Vom Wert echter Freundschaft

01.07.2008
Das letzte Werk des verstorbenen US-Schriftstellers Wallace Stegner, "Zeit der Geborgenheit", ist ein durch und durch amerikanischer Roman. Die Figuren haben wenig Brüche und nahezu keine Vorbehalte. Und um ein Loblied auf wirkliche Freunde zu singen, trägt der Autor manchmal ganz schön dick auf.
"Zeit der Geborgenheit" ist die facettenreiche Beschreibung einer fast lebenslangen und grundehrlichen Freundschaft zwischen zwei Paaren. Larry und Sally Morgan aus dem Westen der USA legen keinen Wert auf materielle Werte und leben mit Selbstvertrauen und innerer Ausgeglichenheit. Während der großen Depression in den Dreißiger Jahren lernen sie Sid und Charity Lang kennen, Repräsentanten des Ostküstenadels mit Vermögen, Einfluss und gesellschaftlicher Anerkennung.

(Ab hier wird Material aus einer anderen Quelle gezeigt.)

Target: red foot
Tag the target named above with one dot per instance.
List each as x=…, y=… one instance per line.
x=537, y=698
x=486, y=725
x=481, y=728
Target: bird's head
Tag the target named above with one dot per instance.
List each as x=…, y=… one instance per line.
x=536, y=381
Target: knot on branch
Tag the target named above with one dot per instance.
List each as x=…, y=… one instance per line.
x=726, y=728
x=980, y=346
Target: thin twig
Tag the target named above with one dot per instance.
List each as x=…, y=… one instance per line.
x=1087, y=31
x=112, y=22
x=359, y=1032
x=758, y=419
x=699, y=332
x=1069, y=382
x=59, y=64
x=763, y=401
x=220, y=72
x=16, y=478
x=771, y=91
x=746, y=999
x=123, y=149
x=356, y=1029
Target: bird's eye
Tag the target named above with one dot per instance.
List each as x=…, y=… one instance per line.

Die gegenseitige Sympathie beider Paare und ihre Neugier aufeinander lassen die vier Hauptpersonen ihre großen Unterschiede, was Herkunft, Status und Charakter angeht, schnell vergessen und einander an ihren Lebensläufen teilhaben.

Nach Jahrzehnten treffen die beiden Paare zum letzten Mal in der Viererkonstellation zusammen, denn Charity Lang liegt im Sterben. Vor ihrem Tod hat sie Sally und Larry zu einem Abschiedsbesuch auf den Landsitz der Langs geladen. Larry lässt dort die gemeinsame Freundschaft Revue passieren.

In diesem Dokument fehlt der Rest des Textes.